The Earl is not insane. That was a real mummy, not a homeless guy. These are not metaphors. The pretty girl’s reflection really did change, although he has no idea what she was actually thinking about, if she had a bike, or where it came from if she did. But the vampire was real, not a pervert trying to do a sex crime, but a real vampire who would have sucked his blood, turned him into a creature of the night, or at least a creature of the darkened alley in these overwarm San Jose pseudo-Springs. The skeletons with the sword were real—he has a scar. The werewolf had been real. He didn’t know where the mix tapehad come from for sure, but it was really Quarterflash and K’s Choice on there.

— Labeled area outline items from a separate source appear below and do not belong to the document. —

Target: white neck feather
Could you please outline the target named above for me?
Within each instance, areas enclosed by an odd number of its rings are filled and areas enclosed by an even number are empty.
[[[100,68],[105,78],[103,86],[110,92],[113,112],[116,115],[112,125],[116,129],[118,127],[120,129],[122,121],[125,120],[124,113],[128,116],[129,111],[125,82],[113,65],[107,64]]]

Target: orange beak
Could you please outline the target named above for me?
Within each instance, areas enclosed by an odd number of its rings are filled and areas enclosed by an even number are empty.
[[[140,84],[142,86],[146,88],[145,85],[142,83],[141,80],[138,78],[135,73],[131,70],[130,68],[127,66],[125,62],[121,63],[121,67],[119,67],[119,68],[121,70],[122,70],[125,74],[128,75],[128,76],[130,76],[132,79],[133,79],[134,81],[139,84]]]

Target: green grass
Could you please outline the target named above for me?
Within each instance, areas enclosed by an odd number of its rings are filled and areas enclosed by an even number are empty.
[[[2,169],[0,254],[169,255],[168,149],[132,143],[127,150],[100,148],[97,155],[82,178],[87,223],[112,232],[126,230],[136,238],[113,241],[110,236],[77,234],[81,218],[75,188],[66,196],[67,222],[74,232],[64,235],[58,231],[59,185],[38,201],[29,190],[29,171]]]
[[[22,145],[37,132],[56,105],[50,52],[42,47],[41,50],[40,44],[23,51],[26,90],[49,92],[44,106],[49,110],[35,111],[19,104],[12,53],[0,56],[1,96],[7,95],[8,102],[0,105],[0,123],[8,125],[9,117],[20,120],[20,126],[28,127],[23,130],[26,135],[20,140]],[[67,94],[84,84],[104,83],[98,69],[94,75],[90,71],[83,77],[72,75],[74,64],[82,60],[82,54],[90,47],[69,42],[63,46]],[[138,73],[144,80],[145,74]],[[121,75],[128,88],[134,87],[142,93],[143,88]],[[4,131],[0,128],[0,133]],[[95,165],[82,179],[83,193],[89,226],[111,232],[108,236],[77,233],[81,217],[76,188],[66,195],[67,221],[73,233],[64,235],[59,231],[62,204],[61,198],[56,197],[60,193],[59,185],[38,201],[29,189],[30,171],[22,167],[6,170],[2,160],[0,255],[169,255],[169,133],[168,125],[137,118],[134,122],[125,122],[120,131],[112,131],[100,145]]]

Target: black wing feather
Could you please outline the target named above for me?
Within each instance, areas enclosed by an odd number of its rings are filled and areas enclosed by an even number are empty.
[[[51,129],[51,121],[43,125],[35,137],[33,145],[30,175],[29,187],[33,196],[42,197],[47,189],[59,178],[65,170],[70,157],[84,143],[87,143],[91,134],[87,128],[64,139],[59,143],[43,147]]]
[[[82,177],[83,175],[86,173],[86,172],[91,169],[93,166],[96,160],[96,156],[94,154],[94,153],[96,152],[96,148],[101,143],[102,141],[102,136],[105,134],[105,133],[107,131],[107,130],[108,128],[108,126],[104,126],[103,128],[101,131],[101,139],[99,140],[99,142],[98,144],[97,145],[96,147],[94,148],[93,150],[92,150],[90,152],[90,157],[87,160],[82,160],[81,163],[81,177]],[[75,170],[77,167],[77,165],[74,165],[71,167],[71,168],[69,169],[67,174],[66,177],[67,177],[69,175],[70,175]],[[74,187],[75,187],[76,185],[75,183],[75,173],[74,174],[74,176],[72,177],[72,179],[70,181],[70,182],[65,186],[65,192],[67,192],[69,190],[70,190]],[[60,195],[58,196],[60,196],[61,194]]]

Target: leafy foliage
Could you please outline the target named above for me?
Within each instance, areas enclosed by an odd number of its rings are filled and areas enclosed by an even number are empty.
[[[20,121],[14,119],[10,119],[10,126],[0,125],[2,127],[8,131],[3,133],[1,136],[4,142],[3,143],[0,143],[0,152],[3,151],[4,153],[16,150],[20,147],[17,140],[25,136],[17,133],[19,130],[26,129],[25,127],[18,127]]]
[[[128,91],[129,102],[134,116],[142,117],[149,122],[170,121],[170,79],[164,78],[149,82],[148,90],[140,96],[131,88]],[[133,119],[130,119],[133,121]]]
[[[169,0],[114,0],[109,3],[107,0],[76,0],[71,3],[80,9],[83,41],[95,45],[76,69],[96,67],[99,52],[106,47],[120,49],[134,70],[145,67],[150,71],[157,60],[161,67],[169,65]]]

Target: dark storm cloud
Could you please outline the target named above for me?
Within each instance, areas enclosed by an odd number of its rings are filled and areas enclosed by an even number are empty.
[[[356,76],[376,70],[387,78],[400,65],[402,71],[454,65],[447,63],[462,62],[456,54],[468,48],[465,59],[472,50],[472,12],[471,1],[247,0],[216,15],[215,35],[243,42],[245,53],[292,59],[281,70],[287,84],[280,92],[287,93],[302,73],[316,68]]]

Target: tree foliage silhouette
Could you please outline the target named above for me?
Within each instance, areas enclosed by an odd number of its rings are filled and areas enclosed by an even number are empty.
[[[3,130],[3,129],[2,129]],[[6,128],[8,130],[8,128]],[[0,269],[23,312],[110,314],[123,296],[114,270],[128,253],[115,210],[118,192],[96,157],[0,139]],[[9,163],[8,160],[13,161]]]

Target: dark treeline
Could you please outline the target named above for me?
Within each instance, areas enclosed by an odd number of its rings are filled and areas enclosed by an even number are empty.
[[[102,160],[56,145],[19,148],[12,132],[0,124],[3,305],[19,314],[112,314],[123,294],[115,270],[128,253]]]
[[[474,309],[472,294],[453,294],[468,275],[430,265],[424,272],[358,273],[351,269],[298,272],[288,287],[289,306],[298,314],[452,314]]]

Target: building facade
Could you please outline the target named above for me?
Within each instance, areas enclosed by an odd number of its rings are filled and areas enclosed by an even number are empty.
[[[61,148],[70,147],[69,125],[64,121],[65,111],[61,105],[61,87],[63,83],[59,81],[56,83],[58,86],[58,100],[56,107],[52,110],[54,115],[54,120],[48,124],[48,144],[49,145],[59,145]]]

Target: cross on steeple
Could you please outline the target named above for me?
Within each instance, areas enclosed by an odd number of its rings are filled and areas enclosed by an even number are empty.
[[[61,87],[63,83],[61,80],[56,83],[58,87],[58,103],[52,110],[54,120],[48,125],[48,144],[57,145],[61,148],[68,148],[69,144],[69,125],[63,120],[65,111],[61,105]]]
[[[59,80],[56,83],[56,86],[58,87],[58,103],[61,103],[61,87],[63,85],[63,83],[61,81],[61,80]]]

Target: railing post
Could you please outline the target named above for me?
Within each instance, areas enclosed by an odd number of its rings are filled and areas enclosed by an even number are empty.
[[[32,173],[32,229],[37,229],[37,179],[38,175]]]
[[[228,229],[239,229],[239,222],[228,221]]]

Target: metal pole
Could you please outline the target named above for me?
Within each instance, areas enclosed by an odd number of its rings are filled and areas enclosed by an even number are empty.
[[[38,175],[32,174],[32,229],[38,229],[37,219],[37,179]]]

The Earl is not crazy. He is not insane or unbalanced. He sees things perfectly. If he’s abnormal in any way, it’s that he accepts things as they are. It is incredibly fucking boring. Ever since he stepped on that lady bug. As Hero Origins go it’s pretty lame.

By now he’s reached the train stop next to the movie theater and the bookstore. Now he has a choice: wait for the train, or walk to the next train stop. Sometimes the train comes whiles he walking and so he has to wait at a different stop, the one next to the steak place trying to be like it’s from New York, or walk some more and wait at the one between where the Tech museum used to be and the Library.

The Earl decides to wait. Things That Make You Go Hmm by C&C Music Factory on the walkman. Sometimes he just walks instead of taking the train at all, and uses the money to pay for new double-A batteries for the walkman. These ones are fresh. A loud noise—everyone looks up. The Earl sees the zombies pounding on the glass, moaning, bits of flesh falling from them as they try to break it. Everyone else looks away, back at the street, their newspapers, the contents of the Starbucks cups filled with Amaretto Frapaccinos. The glass cracks, break, one of the zombies falls out, lands on the pavement with a dry splash. The other zombies stop moaning, sort of look at each other as if they are embarrassed. The fallen zombie gets up, sort of growlmoans towards the Earl in a half-hearted way, shuffles over to a door, opens it, walks in, closes it. The other zombies turn around and leave the broken window.

The train comes: the Earl sees three people pick a few pieces of glass out of their hair as they get on. He decides to walk after all.

Just another day in the Life of the Earl. Actually, it’s his day off.